The magic is in turning {param}s in the URI template into parameters in the handler call.

Here's an example app that routes blog-like requests:

var handlers = {
  '/posts/{postId}' : {
      GET : function(postId) {
        this.response.sendHeader(200, {"Content-Type": "text/plain"});
        this.response.sendBody("GET Post ID: " + postId);
        this.response.finish();
      },
      POST : function(postId) {
        this.response.sendHeader(200, {"Content-Type": "text/plain"});
        this.response.sendBody("POST Post ID: " + postId);
        this.response.finish();        
      }
  },
  '/comments/{postId}/{commentId}' : {
      GET : function(postId, commentId) {
        this.response.sendHeader(200, {"Content-Type": "text/plain"});
        this.response.sendBody("GET Post ID: " + postId + " Comment ID: " + commentId);    
        this.response.finish();
      }
  }
};

As you can see the individual handler functions are further distinguished by HTTP method.

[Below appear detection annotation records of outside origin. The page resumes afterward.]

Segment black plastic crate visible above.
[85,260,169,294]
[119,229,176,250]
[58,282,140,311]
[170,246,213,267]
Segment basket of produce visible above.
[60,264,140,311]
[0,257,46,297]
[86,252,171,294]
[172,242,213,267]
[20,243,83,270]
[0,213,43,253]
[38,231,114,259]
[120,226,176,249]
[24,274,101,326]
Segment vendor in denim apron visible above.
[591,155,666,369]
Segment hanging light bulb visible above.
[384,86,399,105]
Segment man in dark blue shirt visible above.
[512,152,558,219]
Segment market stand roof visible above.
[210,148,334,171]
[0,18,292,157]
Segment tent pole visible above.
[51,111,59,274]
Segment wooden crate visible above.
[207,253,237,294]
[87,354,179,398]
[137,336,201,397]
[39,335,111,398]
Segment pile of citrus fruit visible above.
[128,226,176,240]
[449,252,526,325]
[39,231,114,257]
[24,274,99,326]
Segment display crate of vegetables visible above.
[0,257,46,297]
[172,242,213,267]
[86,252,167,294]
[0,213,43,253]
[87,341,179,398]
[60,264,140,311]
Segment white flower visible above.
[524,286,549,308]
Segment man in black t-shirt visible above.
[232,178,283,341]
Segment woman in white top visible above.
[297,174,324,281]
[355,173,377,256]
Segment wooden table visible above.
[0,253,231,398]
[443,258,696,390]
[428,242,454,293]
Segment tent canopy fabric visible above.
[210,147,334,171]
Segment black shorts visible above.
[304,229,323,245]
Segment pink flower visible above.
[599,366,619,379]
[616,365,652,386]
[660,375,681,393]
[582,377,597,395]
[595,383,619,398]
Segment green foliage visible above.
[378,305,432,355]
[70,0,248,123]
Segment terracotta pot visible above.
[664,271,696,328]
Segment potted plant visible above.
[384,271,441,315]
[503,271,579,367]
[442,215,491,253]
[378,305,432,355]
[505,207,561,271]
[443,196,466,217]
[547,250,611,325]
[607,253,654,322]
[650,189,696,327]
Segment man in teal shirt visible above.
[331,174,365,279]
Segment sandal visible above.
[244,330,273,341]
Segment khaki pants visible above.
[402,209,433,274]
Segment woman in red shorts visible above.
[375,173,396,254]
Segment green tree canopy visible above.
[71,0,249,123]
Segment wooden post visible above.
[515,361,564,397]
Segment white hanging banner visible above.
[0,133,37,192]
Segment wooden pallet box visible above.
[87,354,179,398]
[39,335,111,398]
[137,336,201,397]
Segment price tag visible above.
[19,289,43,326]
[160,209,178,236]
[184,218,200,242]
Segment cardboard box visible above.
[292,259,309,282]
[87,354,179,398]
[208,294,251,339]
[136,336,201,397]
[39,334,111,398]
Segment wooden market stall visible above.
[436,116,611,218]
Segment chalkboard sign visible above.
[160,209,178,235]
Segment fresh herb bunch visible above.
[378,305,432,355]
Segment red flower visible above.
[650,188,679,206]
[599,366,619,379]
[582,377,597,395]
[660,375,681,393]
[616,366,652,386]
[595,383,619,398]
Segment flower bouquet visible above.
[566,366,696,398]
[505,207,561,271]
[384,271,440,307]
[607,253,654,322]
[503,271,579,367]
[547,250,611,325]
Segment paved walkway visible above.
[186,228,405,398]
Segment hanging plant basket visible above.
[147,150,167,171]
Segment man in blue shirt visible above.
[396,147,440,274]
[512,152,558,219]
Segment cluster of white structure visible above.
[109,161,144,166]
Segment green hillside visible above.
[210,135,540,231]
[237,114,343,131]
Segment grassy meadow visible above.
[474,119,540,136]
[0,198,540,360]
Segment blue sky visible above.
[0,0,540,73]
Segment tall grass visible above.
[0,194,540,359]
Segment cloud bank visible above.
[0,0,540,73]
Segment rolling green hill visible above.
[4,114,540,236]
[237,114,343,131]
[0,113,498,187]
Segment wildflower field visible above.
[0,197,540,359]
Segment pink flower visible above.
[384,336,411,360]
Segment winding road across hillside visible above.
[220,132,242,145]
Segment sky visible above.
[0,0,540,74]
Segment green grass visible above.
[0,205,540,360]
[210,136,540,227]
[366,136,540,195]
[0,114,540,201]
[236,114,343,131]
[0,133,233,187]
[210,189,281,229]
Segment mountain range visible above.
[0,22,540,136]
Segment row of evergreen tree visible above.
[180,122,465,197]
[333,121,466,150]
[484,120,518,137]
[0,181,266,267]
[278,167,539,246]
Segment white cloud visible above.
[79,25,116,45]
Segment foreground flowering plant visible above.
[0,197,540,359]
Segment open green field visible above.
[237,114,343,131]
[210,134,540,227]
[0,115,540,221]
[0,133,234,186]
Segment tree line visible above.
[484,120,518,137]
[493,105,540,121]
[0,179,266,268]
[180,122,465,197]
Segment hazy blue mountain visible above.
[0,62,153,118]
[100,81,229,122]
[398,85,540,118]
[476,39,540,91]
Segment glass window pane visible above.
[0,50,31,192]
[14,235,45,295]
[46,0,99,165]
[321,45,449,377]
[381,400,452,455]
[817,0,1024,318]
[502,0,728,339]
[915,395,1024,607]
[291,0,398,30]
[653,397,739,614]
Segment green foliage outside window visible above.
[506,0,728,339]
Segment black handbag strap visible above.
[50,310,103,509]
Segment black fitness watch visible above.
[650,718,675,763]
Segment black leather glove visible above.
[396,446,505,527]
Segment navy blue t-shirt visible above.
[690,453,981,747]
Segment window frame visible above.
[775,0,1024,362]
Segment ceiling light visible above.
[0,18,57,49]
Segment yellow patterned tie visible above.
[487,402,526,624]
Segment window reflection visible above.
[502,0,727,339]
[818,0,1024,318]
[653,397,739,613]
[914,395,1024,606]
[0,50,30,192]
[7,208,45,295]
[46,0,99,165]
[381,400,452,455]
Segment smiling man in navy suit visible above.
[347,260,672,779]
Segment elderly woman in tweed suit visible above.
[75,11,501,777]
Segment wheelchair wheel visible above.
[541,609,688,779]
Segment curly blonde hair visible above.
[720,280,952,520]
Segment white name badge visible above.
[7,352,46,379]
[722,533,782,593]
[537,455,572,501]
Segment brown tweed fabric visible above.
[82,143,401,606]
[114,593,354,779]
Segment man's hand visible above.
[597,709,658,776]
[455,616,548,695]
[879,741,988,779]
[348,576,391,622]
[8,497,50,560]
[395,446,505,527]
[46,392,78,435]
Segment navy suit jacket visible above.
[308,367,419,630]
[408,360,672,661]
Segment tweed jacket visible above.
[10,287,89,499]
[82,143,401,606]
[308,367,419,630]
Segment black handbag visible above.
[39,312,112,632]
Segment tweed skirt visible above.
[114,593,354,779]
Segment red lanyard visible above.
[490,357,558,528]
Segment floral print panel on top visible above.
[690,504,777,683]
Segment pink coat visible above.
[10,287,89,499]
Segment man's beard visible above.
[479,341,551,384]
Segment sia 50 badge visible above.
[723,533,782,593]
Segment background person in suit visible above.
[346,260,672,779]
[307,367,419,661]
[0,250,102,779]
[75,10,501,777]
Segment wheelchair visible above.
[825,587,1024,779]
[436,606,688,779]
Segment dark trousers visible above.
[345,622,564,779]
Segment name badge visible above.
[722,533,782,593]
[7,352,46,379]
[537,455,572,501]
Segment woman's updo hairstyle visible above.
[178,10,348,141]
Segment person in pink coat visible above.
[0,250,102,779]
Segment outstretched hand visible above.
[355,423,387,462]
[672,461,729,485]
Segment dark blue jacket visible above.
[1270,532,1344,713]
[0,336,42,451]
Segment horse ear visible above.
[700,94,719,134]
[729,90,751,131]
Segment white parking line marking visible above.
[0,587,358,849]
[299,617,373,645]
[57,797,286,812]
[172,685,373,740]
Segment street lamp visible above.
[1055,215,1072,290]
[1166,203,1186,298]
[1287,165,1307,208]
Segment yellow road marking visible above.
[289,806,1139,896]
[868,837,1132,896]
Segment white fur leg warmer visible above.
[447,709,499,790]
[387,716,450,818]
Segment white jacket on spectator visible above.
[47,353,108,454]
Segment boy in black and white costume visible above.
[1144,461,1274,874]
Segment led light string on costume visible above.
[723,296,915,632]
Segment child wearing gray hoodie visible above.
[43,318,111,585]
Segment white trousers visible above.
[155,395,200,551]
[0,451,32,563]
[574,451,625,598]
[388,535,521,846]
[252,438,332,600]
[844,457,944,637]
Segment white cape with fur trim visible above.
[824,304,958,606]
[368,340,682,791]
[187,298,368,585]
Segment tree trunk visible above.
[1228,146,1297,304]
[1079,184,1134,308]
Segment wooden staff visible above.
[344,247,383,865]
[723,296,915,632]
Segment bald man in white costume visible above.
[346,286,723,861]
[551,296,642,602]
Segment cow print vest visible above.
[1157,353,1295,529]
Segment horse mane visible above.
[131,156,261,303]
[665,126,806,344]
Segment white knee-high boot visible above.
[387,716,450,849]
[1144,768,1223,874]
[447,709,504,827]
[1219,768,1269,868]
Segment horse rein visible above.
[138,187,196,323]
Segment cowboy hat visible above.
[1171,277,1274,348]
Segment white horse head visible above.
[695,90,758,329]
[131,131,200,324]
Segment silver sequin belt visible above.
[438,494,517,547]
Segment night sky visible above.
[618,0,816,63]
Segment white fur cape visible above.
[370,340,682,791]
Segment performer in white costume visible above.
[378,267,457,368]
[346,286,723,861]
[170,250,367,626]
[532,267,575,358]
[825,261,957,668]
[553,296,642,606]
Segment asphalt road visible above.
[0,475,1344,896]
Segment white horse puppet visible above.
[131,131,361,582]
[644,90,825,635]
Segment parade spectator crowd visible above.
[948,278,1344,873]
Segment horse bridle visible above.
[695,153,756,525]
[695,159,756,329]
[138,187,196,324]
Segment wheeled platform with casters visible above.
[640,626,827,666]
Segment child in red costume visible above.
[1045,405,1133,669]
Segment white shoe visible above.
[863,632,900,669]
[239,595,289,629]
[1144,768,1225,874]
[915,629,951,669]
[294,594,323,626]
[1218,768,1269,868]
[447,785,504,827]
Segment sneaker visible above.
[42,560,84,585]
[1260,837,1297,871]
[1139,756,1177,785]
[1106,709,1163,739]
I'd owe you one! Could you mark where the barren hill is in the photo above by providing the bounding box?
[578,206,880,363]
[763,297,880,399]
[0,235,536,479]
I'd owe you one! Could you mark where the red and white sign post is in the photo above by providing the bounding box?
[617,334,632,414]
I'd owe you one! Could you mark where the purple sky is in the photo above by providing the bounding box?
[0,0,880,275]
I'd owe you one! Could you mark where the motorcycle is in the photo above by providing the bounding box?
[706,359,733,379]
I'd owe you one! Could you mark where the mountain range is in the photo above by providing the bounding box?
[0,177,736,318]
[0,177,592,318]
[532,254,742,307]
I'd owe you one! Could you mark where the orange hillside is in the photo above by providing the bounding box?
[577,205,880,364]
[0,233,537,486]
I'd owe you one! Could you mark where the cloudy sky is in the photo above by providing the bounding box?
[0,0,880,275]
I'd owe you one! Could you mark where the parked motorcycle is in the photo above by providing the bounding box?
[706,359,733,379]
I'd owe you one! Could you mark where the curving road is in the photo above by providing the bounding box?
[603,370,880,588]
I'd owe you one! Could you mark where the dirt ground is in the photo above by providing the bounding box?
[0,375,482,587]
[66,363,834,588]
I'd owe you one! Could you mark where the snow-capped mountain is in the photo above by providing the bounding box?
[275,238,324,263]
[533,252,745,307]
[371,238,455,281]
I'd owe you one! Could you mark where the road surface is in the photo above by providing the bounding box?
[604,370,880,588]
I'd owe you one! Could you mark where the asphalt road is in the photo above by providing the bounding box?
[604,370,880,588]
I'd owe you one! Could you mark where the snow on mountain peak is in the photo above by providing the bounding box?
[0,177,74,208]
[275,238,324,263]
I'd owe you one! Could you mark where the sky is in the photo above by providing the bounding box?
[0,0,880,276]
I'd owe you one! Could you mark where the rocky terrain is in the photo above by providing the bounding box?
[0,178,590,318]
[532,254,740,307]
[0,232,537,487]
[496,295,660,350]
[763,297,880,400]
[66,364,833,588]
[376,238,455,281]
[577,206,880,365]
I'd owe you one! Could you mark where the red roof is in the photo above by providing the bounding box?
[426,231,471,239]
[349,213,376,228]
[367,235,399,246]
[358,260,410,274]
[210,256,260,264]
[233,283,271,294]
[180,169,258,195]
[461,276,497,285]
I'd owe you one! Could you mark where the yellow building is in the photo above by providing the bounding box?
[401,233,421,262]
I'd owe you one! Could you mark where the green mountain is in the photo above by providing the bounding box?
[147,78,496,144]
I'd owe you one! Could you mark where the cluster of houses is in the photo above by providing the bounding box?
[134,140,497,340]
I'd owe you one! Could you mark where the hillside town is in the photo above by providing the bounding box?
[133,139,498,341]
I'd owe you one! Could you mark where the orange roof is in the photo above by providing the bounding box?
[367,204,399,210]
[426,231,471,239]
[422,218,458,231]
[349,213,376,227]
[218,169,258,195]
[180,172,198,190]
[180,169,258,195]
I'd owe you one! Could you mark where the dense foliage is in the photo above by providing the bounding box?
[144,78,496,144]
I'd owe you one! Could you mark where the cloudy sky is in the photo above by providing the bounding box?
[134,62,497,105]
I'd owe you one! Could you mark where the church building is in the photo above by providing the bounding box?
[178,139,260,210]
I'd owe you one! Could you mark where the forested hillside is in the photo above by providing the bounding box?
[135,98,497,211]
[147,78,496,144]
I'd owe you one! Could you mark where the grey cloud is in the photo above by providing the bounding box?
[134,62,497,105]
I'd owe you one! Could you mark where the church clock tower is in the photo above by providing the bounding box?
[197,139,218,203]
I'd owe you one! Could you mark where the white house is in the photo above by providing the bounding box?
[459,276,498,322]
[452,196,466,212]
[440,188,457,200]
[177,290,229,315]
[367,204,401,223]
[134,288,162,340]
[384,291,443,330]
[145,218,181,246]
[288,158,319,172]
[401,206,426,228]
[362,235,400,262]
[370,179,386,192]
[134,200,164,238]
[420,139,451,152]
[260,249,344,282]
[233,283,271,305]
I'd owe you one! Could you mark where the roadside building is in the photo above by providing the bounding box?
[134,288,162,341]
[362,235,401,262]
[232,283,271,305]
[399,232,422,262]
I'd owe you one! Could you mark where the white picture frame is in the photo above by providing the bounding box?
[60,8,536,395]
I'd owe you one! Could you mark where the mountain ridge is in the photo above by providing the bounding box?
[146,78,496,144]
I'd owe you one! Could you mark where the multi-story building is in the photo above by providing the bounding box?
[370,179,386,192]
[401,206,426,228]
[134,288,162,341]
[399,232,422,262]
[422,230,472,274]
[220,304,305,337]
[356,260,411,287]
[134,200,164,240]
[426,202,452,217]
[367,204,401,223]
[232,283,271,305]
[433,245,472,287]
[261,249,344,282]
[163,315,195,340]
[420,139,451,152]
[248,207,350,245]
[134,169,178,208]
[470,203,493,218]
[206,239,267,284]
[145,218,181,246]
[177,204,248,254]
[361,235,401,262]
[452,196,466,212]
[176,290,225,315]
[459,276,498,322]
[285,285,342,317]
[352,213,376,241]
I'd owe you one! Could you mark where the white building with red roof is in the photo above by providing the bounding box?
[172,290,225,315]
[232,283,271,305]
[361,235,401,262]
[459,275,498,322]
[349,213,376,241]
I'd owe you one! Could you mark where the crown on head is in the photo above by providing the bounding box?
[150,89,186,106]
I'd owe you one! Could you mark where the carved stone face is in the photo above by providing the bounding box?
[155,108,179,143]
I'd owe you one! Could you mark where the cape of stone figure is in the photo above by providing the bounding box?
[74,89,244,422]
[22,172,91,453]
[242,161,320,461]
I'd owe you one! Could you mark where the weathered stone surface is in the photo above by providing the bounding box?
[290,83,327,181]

I'm not sure how to pass POST bodies to the handlers. They could just be attached to the handler's this I suppose.

Here's the full source:

var sys = require("sys"), http = require("http");

var handlers = {
  '/posts/{postId}' : {
      GET : function(postId) {
        this.response.sendHeader(200, {"Content-Type": "text/plain"});
        this.response.sendBody("GET Post ID: " + postId);
        this.response.finish();
      },
      POST : function(postId) {
        this.response.sendHeader(200, {"Content-Type": "text/plain"});
        this.response.sendBody("POST Post ID: " + postId);
        this.response.finish();        
      }
  },
  '/comments/{postId}/{commentId}' : {
      GET : function(postId, commentId) {
        this.response.sendHeader(200, {"Content-Type": "text/plain"});
        this.response.sendBody("GET Post ID: " + postId + " Comment ID: " + commentId);    
        this.response.finish();
      }
  }
};

var Route = function(uriTemplate) {
 this.uriTemplate = uriTemplate;
 var nameMatcher = new RegExp('{([^}]+)}', 'g');
 
 this.paramNames = this.uriTemplate.match(nameMatcher);
 // the regex keeps the {} on the param names for some reason. TODO: fix this.
 for (var i = 0; i < this.paramNames.length; i++) {
  this.paramNames[i] = this.paramNames[i].replace('{', '').replace('}', '');
 }

 this.matcherRegex = this.uriTemplate.replace('?', "\\?").replace(/{([^}]+)}/g, '([^/?&]+)');
 this.matcher = new RegExp(this.matcherRegex);
};

Route.prototype.parse = function(path) {
 if (this.matcher.test(path)) {
  var result = {};
  var paramValues = this.matcher.exec(path);
  // assert: paramValues.length == paramNames.length
  for (var i = 1; i < paramValues.length; i++) {
      result[this.paramNames[i-1]] = paramValues[i];
    }
  return result;
 }
 return null; //throw exception?
};

http.createServer(function (request, response) {
   var handled = false;

   for (pathTemplate in handlers) {
     var route = new Route(pathTemplate);
     var params = route.parse(request.uri.full);
     if (params) {
       // Convert the results to an array so we can pass them in via apply().
       var values = [];
       for (name in params) {
         values[values.length] = params[name];
       }

       var handler = handlers[pathTemplate][request.method];
       // So you can call this.request and this.response in the handlers.
       handler.apply({'request' : request, 'response' : response}, values);
       handled = true;
     }
   }

   if (!handled) {
     response.sendHeader(404, {"Content-Type": "text/plain"});
     var output = "Couldn't route: " + request.uri.full + "\n";
     for (name in request) {
       output += name + ": " + request[name] + "\n";
     }
     response.sendBody(output);
     response.finish();
   }
}).listen(8000);

sys.puts("Server running at http://127.0.0.1:8000/");
The route lookup in the http.createServer could be a lot more efficient, like memoizing Route objects for instance.

Anyways, NodeJS looks pretty exciting. Combined with CouchDB you could have a full JavaScript application stack: from storage to app server to client.

*Yes, I realize this is not a full implementation of the URI template spec.  It's just a proof of concept.